The main issue addressed in this paper is solving the existing problem where models cannot accurately provide solutions for PDE parameters outside of the training distribution without retraining the network from scratch. In this research, the authors employ a self-supervised pre-training method similar to those used in language and vision tasks, assuming that the model is effectively learning a mapping operation from the initial conditions to the future time-step solutions of the PDE.
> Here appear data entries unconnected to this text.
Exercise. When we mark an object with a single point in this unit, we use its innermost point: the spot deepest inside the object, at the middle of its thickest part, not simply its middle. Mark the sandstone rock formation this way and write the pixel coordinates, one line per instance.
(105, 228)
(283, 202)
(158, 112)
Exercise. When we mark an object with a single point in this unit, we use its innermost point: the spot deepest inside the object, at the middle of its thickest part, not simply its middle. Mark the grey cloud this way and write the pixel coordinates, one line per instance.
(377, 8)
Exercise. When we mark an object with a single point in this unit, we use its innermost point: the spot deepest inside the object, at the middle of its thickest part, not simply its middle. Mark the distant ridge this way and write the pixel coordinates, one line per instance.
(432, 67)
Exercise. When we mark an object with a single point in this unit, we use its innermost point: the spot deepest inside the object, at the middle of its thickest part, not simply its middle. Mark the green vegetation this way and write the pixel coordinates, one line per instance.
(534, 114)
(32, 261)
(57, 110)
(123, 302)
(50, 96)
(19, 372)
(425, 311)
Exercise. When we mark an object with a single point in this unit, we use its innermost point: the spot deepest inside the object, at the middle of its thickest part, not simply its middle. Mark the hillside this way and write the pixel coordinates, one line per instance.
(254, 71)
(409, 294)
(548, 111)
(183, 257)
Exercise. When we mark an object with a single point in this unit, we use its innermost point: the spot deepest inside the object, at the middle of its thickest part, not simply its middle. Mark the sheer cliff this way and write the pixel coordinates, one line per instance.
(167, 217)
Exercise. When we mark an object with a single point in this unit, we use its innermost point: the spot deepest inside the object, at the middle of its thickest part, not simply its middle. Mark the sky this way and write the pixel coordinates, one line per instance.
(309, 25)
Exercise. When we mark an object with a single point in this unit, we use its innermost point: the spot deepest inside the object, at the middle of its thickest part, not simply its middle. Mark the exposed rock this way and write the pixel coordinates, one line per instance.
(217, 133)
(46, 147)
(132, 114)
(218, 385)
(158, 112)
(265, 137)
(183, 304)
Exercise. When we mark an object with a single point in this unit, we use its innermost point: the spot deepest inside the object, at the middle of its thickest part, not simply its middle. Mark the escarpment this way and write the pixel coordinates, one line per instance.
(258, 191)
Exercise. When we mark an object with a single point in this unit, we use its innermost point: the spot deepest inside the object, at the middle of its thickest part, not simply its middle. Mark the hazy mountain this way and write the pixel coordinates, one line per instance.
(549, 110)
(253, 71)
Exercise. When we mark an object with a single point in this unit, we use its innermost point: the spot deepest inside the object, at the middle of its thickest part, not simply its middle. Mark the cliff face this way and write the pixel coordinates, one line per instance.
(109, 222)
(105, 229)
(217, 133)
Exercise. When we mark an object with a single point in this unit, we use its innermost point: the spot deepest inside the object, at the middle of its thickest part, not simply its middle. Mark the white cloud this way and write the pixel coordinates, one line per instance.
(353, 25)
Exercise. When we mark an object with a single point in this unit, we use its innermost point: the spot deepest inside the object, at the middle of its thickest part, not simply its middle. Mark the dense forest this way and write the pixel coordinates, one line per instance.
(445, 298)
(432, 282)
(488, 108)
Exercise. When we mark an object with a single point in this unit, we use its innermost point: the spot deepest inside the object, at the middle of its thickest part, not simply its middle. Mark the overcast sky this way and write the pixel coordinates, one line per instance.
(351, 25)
Compared to Fourier Neural Operator (FNO), although this model has higher prediction errors for individual parameter values, it can generalize better to the PDE parameter space. By fine-tuning with a small amount of specific parameter data, the model's performance on specific parameters can be improved. Additionally, the study found that the model's performance improves with increasing data volume and model size, which aligns with the general trend of the Transformer architecture.
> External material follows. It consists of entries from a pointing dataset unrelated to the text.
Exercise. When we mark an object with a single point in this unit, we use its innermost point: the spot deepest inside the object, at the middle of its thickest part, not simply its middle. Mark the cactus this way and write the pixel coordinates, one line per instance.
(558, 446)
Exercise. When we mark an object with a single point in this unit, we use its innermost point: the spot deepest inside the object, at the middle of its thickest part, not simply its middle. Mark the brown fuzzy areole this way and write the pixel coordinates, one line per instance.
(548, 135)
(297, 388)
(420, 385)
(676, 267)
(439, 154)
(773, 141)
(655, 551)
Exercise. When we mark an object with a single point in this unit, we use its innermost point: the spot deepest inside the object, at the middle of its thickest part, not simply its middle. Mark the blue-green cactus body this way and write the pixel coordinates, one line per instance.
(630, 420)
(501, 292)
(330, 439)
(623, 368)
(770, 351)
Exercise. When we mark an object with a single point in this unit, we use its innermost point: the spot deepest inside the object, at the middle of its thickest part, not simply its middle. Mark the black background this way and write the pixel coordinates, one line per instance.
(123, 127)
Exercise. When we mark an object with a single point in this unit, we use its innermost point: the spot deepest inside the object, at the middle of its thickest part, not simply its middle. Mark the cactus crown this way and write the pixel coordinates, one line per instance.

In the experimental section, the authors demonstrate the performance of the model on multiple systems such as one-dimensional transport equation, one-dimensional viscous Burgers equation, and two-dimensional compressible Navier-Stokes equation, and compare it with FNO. The results show that although the average error is higher, PDE Transformer is able to generalize to a wide range of parameters and can significantly improve prediction performance for new parameters through fine-tuning. However, for certain systems like the one-dimensional transport equation and the two-dimensional compressible Navier-Stokes equation, the model's performance in the "out-of-domain" settings is not ideal, possibly due to the accumulation of errors in autoregressive prediction and underfitting issues.
In conclusion, the problem addressed in this paper is to create a neural PDE solver that can generalize to different PDE parameters. By employing pre-training and fine-tuning strategies, the model is able to quickly adapt to new parameters when needed, reducing the need for extensive retraining data.